Physical therapy in acute prostatitis is performed after decrease in acute symptoms. With a view to, anti-inflammatory, decongestant, analgesic activity, improve microcirculation and local immunity used rectal electrophoresis, UHF-therapy, microwave therapy, massage the prostate. In acute prostatitis is shown, in accordance with the bed rest, sparing diet, sexual peace.
When retention of urine, on the basis of acute prostatitis prevent the implementation of the catheterization of the bladder, prefer trocar cystostomy. When an abscess of the prostate occurs, which need surgery - opening and drainage of the abscess cavity.
To cure acute prostatitis is estimated to restore the structure of the tissue glands and its functions, the normalization of the composition of the juice, the prostate, the elimination of pathogens that cause inflammation of body fluids.

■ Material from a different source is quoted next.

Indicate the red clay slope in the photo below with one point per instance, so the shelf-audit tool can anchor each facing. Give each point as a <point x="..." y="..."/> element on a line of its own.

The prognosis and prevention
As a rule, in a timely and meaningful causal treatment leads to cupping the signs of acute prostatitis. On abscess of the prostate or chronic inflammation occurs in advanced cases.
Prevention of acute prostatitis should include debridement of infectious foci in the body, carrying and endourethral endovesical manipulations in accordance with the rules of asepsis, timely treatment of sexually transmitted diseases and urethritis, the normalization of sexual activity and physical activity.